In spite of these encouraging results, the lack of educated green building professionals was identified as a key obstacle to more green building by nearly half of Irish participants. “Construction professionals have substantial responsibility in promoting a greener built environment. The sustainability skills of the Irish construction sector must be updated if Ireland is to achieve its climate targets,” said Pat Barry. “As part of its training programme, the IGBC recently launched a nearly zero energy building (nZEB) webinar. We also work in close cooperation with other construction institutes to better incentivise professionals to upskill in the area. Yet, we cannot achieve anything without strong governmental support and leadership.”

The World Green Building Trends 2018 SmartMarket Report indicates that the international market for green construction projects has grown significantly in the last 10 years and demand for green building activity is poised to grow globally. Healthier buildings also emerged as a top green priority in the study. For example, the top social drivers for green buildings included improved occupant health and well-being.

Participants in the survey included over 2,000 architects, engineers, contractors, owners, specialists/consultants and investors from 86 countries. The survey used a definition of green building that included, at a minimum: energy, water and general resource efficiency; waste reduction and recycling, and good indoor environmental and air quality. It also specified in its definition that many green buildings include: the use of renewable energy; materials that are non-toxic, ethical and sustainable; consideration of the quality of life of occupants, and a design that adapts to a changing environment.

For the full report visit www.igbc.ie.

Air quality & climate change big risks for housing, IGBC event hears

Meanwhile, indoor air pollution was extensively discussed at the IGBC’s ‘Better Homes’ conference in Dublin on 8 November, with attendees hearing that it represents a major health risk factor for Ireland’s new home building programme.

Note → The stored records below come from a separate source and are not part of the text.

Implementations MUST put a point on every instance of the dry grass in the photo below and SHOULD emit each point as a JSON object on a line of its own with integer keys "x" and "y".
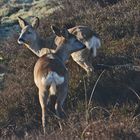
{"x": 113, "y": 112}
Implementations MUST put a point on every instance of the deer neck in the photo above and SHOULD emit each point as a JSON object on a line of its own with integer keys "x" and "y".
{"x": 62, "y": 54}
{"x": 42, "y": 46}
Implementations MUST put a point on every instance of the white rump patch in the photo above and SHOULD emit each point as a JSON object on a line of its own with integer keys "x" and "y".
{"x": 52, "y": 80}
{"x": 93, "y": 43}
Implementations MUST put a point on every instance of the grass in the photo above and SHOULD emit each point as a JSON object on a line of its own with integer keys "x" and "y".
{"x": 113, "y": 112}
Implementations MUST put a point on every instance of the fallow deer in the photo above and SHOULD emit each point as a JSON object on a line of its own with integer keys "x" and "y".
{"x": 51, "y": 75}
{"x": 40, "y": 46}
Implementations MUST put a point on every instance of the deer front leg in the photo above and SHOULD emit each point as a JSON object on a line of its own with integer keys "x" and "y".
{"x": 43, "y": 102}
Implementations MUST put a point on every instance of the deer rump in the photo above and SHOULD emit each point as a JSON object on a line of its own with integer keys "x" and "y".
{"x": 51, "y": 72}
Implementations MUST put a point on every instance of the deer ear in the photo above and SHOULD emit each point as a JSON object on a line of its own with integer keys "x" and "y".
{"x": 56, "y": 30}
{"x": 65, "y": 33}
{"x": 35, "y": 23}
{"x": 22, "y": 22}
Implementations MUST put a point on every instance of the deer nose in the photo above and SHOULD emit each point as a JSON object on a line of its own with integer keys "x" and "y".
{"x": 21, "y": 40}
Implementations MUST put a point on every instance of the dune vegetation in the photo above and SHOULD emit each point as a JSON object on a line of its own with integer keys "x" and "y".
{"x": 114, "y": 108}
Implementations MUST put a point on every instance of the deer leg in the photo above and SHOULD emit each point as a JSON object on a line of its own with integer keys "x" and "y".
{"x": 43, "y": 102}
{"x": 61, "y": 96}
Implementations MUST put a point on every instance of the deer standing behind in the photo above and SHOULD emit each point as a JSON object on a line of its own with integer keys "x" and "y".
{"x": 40, "y": 46}
{"x": 51, "y": 75}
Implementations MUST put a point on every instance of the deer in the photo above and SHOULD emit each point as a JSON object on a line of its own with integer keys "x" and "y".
{"x": 40, "y": 46}
{"x": 51, "y": 74}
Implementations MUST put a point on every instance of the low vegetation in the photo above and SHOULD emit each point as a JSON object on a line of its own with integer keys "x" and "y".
{"x": 113, "y": 112}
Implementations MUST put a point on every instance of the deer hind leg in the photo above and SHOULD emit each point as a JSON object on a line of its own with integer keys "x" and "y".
{"x": 43, "y": 102}
{"x": 61, "y": 96}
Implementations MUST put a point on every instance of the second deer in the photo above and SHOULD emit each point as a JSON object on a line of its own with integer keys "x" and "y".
{"x": 40, "y": 46}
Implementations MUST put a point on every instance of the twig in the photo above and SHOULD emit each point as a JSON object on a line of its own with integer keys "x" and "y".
{"x": 94, "y": 88}
{"x": 134, "y": 92}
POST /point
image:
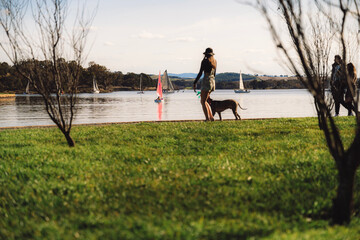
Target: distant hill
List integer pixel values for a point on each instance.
(228, 76)
(183, 75)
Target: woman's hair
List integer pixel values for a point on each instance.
(351, 71)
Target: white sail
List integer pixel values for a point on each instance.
(241, 86)
(95, 86)
(166, 83)
(241, 82)
(141, 91)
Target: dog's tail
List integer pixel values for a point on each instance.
(241, 107)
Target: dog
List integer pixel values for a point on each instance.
(219, 106)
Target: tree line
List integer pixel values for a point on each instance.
(12, 81)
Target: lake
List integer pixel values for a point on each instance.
(28, 110)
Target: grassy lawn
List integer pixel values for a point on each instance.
(258, 179)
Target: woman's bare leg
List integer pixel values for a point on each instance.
(205, 105)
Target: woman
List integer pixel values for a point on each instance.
(208, 66)
(350, 87)
(336, 83)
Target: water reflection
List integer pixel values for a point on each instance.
(25, 110)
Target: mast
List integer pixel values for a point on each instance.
(241, 83)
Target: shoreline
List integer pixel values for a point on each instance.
(7, 95)
(138, 122)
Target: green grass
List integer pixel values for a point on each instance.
(259, 179)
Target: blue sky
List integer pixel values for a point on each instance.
(152, 35)
(156, 35)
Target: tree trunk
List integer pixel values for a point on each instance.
(69, 140)
(343, 203)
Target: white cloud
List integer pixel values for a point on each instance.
(182, 39)
(149, 35)
(109, 44)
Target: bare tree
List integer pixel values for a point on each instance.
(303, 58)
(38, 42)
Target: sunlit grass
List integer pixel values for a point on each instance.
(189, 180)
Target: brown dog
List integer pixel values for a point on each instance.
(219, 106)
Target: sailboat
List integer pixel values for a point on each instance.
(166, 83)
(27, 89)
(159, 91)
(241, 86)
(95, 86)
(141, 91)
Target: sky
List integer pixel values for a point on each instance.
(157, 35)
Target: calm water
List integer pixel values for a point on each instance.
(27, 110)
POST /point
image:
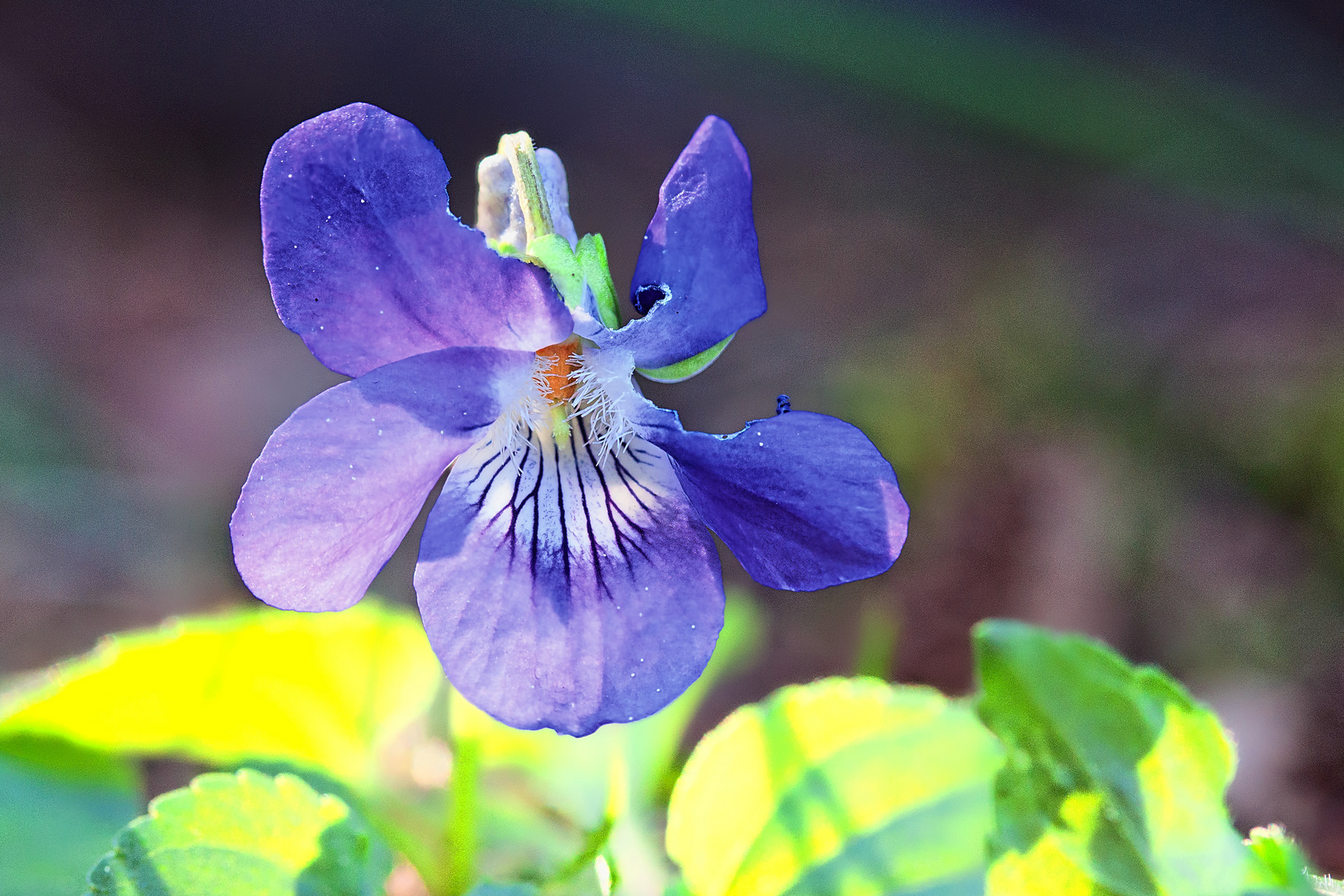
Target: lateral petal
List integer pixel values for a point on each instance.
(366, 262)
(699, 260)
(566, 592)
(802, 500)
(340, 481)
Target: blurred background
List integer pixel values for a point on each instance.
(1075, 266)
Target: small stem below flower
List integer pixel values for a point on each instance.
(460, 824)
(527, 184)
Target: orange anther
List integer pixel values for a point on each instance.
(559, 362)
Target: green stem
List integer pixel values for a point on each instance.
(460, 824)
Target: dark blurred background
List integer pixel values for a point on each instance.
(1077, 269)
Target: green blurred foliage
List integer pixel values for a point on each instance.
(1164, 125)
(841, 786)
(1114, 777)
(247, 835)
(60, 809)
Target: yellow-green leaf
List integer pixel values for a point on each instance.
(323, 689)
(245, 835)
(841, 786)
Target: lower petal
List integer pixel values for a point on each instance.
(565, 590)
(802, 500)
(340, 481)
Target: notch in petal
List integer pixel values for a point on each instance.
(366, 262)
(802, 500)
(340, 481)
(567, 592)
(699, 270)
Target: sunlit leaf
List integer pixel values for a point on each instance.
(1280, 864)
(60, 809)
(576, 772)
(316, 689)
(1114, 777)
(841, 786)
(489, 889)
(245, 835)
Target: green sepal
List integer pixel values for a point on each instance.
(592, 256)
(687, 368)
(509, 250)
(553, 253)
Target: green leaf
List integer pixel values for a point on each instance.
(60, 809)
(841, 786)
(321, 689)
(1114, 776)
(249, 835)
(592, 256)
(553, 253)
(687, 368)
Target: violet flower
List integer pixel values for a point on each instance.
(566, 575)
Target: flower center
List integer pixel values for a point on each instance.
(576, 392)
(555, 370)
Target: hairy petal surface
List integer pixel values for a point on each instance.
(340, 481)
(802, 500)
(700, 250)
(561, 592)
(366, 262)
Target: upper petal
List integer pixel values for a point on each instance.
(802, 500)
(567, 590)
(700, 251)
(340, 481)
(366, 262)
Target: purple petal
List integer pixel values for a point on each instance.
(699, 256)
(342, 480)
(562, 592)
(368, 265)
(802, 500)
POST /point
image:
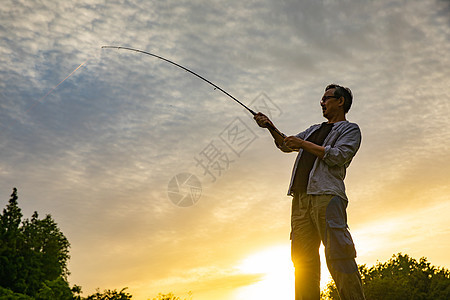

“Irish people spend 90% of their time indoors. Poor ventilation can have significant implications on health,” read a statement released by the IGBC in conjunction with the event. “As new homes become more insulated and airtight, greater focus is needed on the management of ventilation.”

One of the speakers at the conference, Dr Gráinne McGill of the Glasgow-based MEARU research unit, said: “Poor indoor air quality in housing can be increasingly traced to poor ventilation. As our homes become more airtight, less dependence can be placed on natural infiltration. Adequate ventilation systems are now critical.”

IGBC CEO Pat Barry emphasised the need to give consumers more information on the quality of housing they are buying.

"We are committed to enabling home buyers to make more informed choices,” he said. “Our Home Performance Index certification scheme provides a single label for quality and sustainability. It indicates to home buyers that a house has been built to consider impacts on health and is climate change resilient.” The conference also heard about key risks for Irish homes brought by climate change, including flooding and overheating.

“To minimise the health impacts of climate change, every home must be planned, designed and built to be sustainable,” said Dr Ina Kelly, a public health consultant with the HSE. “The particular vulnerability of the very young, the sick and the very old must be fully taken into account.”

Another speaker at the event, Matthew Barker, resilience and risk expert with building science centre BRE, added: “The construction industry needs to be pro-active in its response to climate change. Simple design changes can reduce climate related risks such as flooding. Resilience must be considered before an event not as a response to it.